Wikistats/Measuring Article Quality

From Meta, a Wikimedia project coordination wiki

This article discusses measuring Wikipedia quality in conceptual terms, see also subpage Operationalisation for wikistats

Introduction[edit]

Currently wikistats measures and compares Wikimedia projects based on hard facts, counts of all kinds. One of the negative side effects of wikistats is that it encourages some people to compete on article counts, by generating 50 stubs on an evening, and boasting about it how this contributes to soon 'beating' the next Wikipedia higher up in the article count rankings, or to emphasize personal edit counts as a measure of status within the community.

Objective[edit]

Most of the time it is much harder to write one good article than 50 stubs. Would it not be nice if we could compare Wikipedias automatically based on quality indices, next to counts? An old once very influential novel Zen and the Art of Motorcycle Maintenance already exposed how difficult it is to define quality, even when everyone has an intuitive -albeit subjective- notion of what quality is. Some aspects of quality are easier measured automatically than others.

Attainability[edit]

So the objective is not to provide the ultimate automated test of quality for Wikimedia projects, that is impossible. It might be interesting though to give it a go and see how useful automatically derived indices can be in determining whether any Wikimedia project advances towards higher average quality, and to analyze differences between Wikipedias in these aspects.

The ultimate judge of how useful the results are is the user, either individually, or as part of the Wikimedia community, or as part of the general public. So it would be interesting to compare automated results on a small set of articles with manually scores by a sample user group, and possibly feed those manual results back to the scripts to tune parameters.

Any criterium will be imperfect, but the law of large numbers will work in our favour. There may be brilliant articles with less than 20 words but on average they count as 'not so impressive'. There may be articles that do not benefit from adding markup and images (perhaps when a poem is presented and annotated), but on average an article with a good ratio of text length and number of section headers is a indication of how authors have tried to present the content in an orderly and digestible fashion. Also existence of categories, images, references, etc etc, give an indication of how much effort has gone into the article, again on average only.

Of course many will feel that any automated results are so unbalanced and biased that they distort rather than contribute to quality awareness. How many of them will be convinced of the usefulness of automated quality assesment will depend on our results.

What is quality ?[edit]

There is a huge number of aspects that contribute to article quality, all subjective, many contested. Some aspects will be beyond automation for some time, others willl contain many subaspects, and some of those will again be more easy to measure than others. One can only hope that a partial assesment can serve as indicator for a unattainable fully automated quality ranking.

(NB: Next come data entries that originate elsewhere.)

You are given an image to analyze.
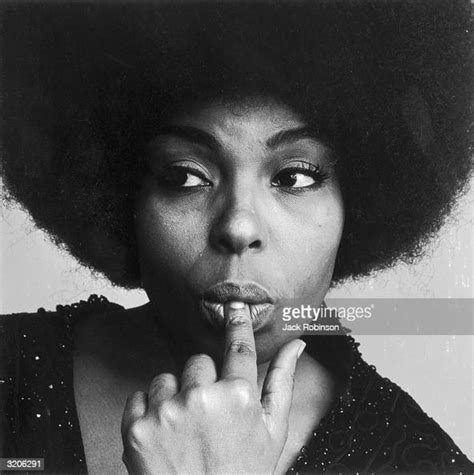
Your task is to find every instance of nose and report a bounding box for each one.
[210,194,265,255]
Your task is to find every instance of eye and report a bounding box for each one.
[271,163,328,189]
[156,165,211,188]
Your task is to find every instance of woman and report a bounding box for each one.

To use an analogy here: a site with a high Google ranking does not per se exhibit high quality, but most googlers trust that on average they will get pretty useful and well organised suggestions by Google.

In very broad terms most people will agree that the assesment of article quality includes

  • Factual correctness
Very ambitious to automate this, beyond the current scope
  • Relevance
Highly subjective, beyond the current scope (although Google rankings might be used a indicator)
  • Verifiability of content
One aspect of this is amount and quality of references. As for quality, are they based on books with good standing, are references to web pages (still) resolvable?
  • Textual structure, readability
Of course the target audience is relevant here. There seem to be automated tests for assesment how well text is structured (at least for some languages). To be researched.
  • Article structure, layout
Most larger articles benefit from section headers and other layout markup. This can be partially measured.
  • Accessability
An uncategorised article may be more difficult to find.
  • Auditability
Are most recent editors anonymous or registered users?
  • Adherence to project guidelines, like NPOV
Revert wars might serve as an indication here.

Approach[edit]

To start simple a few indices might be collected per article and averaged per month, and one or more weighted averages of these indices might yield a general quality index to follow through time.

Instead of collecting all indices and aggregating them in one weighed aggregate number only we could present all indices and one or two aggregations together with the fomula used.

We might test the relevance/validity of the weighing factors by asking a bunch of people to score 20 or more articles by hand and see if the calculated figure correlates well, even optimize the weighing factors based on the manual scores.

We might even provide the user with the option to override parameters, so that for example the fact whether an article is categorised is ignored and correct spelling is made all important in a personalised quality assesment.

It would be great to add indices for spelling errors, grammatical errors and text structure, and there are tools for each of these. User Altergo offered to look into those and dicuss their applicability. Keep in mind that resource usage is a important concern at least for now. Large dictionaries for spell checking may tax server memory, also the English dump is already 800 Gb and takes 2 days to process right now. So modules need to be tested for efficiency. Also interlanguage compatibility is a major challenge. Not to mention Wikimedia oddities like intermingling different spelling conventions like US and British spellings and others. A spelling checker should allow multiple spelling conventions (though possibly substracting points formxing them in one article).

We will have to see how difficult it will be to derive meaningfull results that are recognized as such by the community but it certainly will be an interesting and worthy challenge. Erik Zachte 23:28, 5 August 2006 (UTC)[reply]